Founder Anas “Andy” Shallal, however, is not leaving Washington, D.C., where he opened the first Busboys restaurant/café/bar with a bookstore managed by Teaching for Change six years ago. Since then Shallal has added two more area Busboys: one in Shirlington Village in the Urban Village section of Arlington County, Va.; the other in downtown Washington. Both have a Global Exchange fair-trade marketplace and plenty of space for literary and activist events. A fourth Busboys, slated to open in June in Hyattsville, Md., will partner with a crafts collective.

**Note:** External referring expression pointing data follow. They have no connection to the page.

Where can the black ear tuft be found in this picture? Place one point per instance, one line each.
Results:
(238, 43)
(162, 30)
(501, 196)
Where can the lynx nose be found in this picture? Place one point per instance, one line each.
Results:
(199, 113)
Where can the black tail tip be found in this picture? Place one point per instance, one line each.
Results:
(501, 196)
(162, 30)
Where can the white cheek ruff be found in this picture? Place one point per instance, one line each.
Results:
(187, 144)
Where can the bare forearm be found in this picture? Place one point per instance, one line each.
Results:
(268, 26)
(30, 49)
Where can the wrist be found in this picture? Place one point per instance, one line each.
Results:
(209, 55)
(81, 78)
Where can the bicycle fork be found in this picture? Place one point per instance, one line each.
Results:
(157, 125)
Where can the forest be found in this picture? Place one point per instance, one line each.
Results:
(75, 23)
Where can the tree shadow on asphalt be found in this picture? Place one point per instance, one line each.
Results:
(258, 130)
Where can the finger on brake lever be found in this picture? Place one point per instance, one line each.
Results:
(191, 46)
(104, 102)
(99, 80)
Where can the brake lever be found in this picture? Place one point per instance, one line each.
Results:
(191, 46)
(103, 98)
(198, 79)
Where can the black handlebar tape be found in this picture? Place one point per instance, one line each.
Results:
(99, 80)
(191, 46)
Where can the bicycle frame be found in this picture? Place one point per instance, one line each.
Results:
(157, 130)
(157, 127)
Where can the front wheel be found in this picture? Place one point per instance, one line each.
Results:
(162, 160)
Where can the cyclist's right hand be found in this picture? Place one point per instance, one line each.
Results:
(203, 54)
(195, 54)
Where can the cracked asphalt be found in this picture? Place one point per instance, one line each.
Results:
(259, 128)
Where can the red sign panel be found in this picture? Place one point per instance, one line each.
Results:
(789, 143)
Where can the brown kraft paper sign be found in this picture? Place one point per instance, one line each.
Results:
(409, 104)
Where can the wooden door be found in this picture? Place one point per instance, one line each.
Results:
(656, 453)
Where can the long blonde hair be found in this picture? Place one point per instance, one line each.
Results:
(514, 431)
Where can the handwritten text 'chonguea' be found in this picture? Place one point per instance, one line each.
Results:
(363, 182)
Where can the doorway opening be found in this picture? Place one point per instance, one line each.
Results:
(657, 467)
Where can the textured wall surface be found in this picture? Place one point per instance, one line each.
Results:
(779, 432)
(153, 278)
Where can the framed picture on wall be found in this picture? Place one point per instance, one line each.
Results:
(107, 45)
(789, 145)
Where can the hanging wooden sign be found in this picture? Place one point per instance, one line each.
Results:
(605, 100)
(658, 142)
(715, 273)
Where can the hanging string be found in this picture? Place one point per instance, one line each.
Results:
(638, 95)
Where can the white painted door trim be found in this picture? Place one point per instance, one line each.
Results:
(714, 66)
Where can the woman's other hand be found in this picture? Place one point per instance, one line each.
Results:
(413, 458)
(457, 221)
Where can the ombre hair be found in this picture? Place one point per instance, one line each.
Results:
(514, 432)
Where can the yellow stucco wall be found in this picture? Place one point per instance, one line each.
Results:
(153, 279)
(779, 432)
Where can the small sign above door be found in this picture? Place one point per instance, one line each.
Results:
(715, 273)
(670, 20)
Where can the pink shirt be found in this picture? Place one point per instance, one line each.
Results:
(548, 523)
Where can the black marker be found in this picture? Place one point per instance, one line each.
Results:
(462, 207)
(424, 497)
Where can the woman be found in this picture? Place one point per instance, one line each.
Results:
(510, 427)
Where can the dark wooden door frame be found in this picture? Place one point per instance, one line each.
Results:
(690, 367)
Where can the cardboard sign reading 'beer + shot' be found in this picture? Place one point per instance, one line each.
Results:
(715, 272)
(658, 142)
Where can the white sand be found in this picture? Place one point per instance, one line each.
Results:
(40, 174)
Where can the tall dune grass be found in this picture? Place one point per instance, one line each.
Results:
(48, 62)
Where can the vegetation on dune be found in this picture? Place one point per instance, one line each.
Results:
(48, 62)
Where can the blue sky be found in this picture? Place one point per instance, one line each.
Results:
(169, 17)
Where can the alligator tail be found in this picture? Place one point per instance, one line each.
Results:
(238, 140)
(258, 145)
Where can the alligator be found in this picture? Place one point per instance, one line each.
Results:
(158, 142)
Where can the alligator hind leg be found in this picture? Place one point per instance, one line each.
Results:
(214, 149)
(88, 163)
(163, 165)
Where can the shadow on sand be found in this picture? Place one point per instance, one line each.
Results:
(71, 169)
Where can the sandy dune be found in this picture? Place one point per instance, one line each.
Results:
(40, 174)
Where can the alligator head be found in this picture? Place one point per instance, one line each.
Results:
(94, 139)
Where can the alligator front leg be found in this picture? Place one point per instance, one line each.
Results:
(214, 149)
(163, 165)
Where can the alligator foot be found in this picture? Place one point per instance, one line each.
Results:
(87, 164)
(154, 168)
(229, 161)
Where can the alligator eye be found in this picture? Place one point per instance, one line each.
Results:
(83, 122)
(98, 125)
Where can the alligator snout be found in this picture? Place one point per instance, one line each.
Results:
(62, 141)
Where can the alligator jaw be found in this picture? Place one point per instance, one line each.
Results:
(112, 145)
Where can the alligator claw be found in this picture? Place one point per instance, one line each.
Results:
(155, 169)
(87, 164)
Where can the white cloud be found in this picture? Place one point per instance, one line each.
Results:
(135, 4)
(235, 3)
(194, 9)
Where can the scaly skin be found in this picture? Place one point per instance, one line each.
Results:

While many bookstores have added cafés to bolster their business, Shallal uses literature as an activist counterpart to his restaurants. In 2009 he opened Eatonville restaurant, which takes its name from Zora Neale Hurston’s hometown—the town in Their Eyes Were Watching God—across from the original Busboys. Once a month he brings in an author or folklorist to talk about food. “We try to create conversation around food,” says Shallal, who invites writers like Jessica Harris, author of High on the Hog: A Culinary Journey From Africa to America, and creates special menus geared to the presentation.
“I’m not really a restaurateur,” says Shallal, who opened his first restaurant in 1987. “I’m an activist with food. We all eat. There’s a commonality.” He uses the restaurants to support progressive causes and collectives like Modern Times, which Shallal contacted seven months ago when he first learned about their financial difficulties. “I don’t think the bookstore could survive without the restaurant,” he says. But he regards the presence of a bookstore as “a win/win” and is actively looking for a space to accommodate both Busboys and Modern Times. He expects to open a San Francisco Busboys within the next two years.
In the meantime, Shallal is moving forward with plans to open a Busboys next year in Denver’s Rossonian Hotel, once a jazz mecca. He says that he would like to work with a local bookstore. Failing that, he will ask Teaching for Change, provided they can get funding for another store. A long-rumored Busboys in Harlem is something that he confirmed is still in the works. But he has yet to find a viable space.
With all the openings, Iraqi-American artist Shallal, says only half jokingly that he has no time for his painting. Still he continues to make time for the publishing venture he launched two years ago with the publication of Washington poet Ethelbert Miller’s memoir, The Fifth Inning. Busboys and Poets Press, an imprint of PM Press, will publish two works of poetry in April: the debut collection by its poet in residence, Derrick Weston Brown, Wisdom Teeth; the other a collection of poetry by Akbar Ahmed, the Ibn Khaldun Chair of Islamic Studies at American University, Suspended Somewhere Between.